Molte le immagini sensoriali evocate dalla parola “primavera” dopo un lungo inverno. I primi raggi caldi del sole che baciano la pelle, i fiori sugli alberi che fiancheggiano le strade e il tepore pronto a riscaldarci dopo il gelo dei mesi precedenti. Non a caso l’arrivo della primavera era in passato associato ai pellegrinaggi organizzati per ringraziare ed ingraziarsi il divino che aveva aiutato e sostenuto il genere umano nella lotta contro la malattia e la morte.
Proprio la primavera nella sua multiforme bellezza ha ispirato i poeti nel tempo, arricchendo le letterature di una fantasmagoria di versi danzanti ed allegri, volti a celebrare la natura nella sua variegata essenza e come espressione della benevolenza divina. The Daffodils, del poeta romantico inglese William Wordsworth, è uno di questi testi.
L’esperienza della vista floreale colpisce il lettore sin dal principio e lo coinvolge in un percorso di percezioni, visive, tattili ed olfattive che penetrano fino in fondo all’anima lasciando una sensazione di tranquillità spirituale che rimane nel tempo.
Il poeta si avvicina allo spettacolo della natura in festa da solo, “come una nuvola” e ne percepisce immediatamente la bellezza, luminosità, ricchezza e movimento. I narcisi, fiori gialli che appaiono in primavera, sono “una folla”, “distesi”, “in una linea senza fine” e appaiono “perpetui” al punto che al poeta pare di vederne “diecimila”. La vista rimane toccata profondamente dal loro luccichio e dal colore dorato così da racchiudere le stelle che brillano nella Via Lattea e lo scintillio delle onde. La visione poetica diventa così mistica e si carica di profondi valori universali che vedono l’uomo non come semplice spettatore del contesto paesaggistico e naturalistico ma piuttosto come sua parte fondante ed integrante.
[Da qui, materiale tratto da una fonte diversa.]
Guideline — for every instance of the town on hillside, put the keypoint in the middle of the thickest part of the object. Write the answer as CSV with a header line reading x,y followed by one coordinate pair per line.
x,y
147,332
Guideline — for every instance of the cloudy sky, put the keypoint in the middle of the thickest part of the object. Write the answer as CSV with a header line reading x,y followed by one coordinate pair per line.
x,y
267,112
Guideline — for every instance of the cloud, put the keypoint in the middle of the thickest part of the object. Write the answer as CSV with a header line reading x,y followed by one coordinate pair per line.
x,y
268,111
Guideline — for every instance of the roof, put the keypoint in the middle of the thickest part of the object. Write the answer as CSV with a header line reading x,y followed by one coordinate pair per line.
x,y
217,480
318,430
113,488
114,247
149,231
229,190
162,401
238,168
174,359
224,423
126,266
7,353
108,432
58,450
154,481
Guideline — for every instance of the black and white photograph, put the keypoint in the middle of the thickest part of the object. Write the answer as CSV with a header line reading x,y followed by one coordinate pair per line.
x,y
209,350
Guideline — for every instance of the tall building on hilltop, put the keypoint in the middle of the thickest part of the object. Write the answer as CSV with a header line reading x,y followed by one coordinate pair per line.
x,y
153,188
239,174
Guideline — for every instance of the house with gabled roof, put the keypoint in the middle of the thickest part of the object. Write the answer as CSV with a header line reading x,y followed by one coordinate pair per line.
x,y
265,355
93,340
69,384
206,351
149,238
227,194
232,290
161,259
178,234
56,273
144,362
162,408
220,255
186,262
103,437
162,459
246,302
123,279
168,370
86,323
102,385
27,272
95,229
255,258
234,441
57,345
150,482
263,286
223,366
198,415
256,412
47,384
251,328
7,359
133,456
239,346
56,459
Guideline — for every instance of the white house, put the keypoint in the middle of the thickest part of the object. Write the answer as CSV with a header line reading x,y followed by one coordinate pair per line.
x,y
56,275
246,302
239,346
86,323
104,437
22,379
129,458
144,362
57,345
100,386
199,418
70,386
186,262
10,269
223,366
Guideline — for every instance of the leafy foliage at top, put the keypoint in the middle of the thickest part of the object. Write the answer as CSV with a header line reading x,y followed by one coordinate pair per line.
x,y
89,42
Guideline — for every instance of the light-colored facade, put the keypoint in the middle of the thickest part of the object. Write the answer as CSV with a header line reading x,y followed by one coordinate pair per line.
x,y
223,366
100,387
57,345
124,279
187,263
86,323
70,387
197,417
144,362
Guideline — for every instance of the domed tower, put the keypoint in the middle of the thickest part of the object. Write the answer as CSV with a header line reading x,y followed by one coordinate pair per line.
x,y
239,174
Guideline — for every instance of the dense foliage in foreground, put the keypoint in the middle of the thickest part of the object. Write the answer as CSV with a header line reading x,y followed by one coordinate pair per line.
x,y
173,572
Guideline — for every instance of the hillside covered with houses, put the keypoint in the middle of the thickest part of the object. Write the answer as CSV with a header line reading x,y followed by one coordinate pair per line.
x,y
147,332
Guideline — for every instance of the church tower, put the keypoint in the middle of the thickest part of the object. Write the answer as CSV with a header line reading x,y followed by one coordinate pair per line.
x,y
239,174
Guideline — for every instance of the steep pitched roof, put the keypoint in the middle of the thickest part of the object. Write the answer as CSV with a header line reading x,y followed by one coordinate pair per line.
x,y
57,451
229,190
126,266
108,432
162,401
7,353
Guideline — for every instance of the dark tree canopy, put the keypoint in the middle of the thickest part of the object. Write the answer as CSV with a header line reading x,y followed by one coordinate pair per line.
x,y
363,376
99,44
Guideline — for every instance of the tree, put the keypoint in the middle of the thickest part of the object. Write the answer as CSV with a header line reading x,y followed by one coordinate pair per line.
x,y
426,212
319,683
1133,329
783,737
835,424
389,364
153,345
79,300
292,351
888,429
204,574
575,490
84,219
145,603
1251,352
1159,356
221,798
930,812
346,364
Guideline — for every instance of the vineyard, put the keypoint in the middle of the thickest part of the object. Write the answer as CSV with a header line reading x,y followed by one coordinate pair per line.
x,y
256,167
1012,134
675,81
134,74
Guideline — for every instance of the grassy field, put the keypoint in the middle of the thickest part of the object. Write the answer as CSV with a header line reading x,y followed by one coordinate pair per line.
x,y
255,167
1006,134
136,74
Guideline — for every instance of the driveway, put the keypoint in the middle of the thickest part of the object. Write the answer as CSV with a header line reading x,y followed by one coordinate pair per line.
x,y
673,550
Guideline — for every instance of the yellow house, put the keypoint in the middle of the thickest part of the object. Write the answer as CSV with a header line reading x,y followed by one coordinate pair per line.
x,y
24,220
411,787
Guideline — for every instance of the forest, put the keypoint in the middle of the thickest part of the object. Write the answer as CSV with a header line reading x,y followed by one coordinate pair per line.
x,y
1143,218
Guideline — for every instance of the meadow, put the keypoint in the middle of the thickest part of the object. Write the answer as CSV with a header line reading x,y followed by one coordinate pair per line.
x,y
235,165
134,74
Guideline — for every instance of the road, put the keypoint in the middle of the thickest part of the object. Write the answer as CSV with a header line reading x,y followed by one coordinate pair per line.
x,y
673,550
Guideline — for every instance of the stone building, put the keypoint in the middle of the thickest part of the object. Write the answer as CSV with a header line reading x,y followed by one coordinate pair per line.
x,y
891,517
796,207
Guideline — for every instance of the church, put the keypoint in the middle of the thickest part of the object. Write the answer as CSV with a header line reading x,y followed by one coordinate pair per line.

Una semplice passeggiata in mezzo alla natura viva, quindi, dove ogni piccolo elemento, fiori, fiumi, etc, non partecipa in modo statico ma è dotato di umano movimento, come veri esseri viventi. Wordsworth intravedeva questo dinamismo nel mondo naturale da lui tanto amato, al punto da trarne gioia, piacere e consolazione dato che lì si manifestava in una visione panteista anche lo spirito dell’universo creato da Dio. La natura si pone così in aperto contrasto con il mondo urbano e si trasforma in un flusso di sentimenti benevoli e vivificanti in grado di condurre per mano verso il superamento di dolore e sofferenza.
Il poeta utilizza metafore e personificazioni per trasmettere questo quadro, oltre all’impiego sapiente del linguaggio sensoriale che diventa la colonna portante e l’approccio estetico dei suoi versi. L’essere umano ama la natura superando ogni puro e semplice sentimentalismo per raggiungere, tramite il gusto delle piccole cose, una permanente gioia di vivere. Sarà infatti solo in un successivo momento di riflessione, nell’isolamento spaziale e interiore, che il poeta rivivrà, attraverso il ricordo, la fantastica e gioiosa vista dei fiori e della loro bellezza, provandone un duraturo piacere.
Non ci resta altro, allora, se non immergerci nei colori e nei profumi di una natura che si risveglia danzando colmi di felicità per la bellezza che Dio ci ha donato. Sarà una danza propiziatoria nell’attesa di un futuro di speranza e di pace.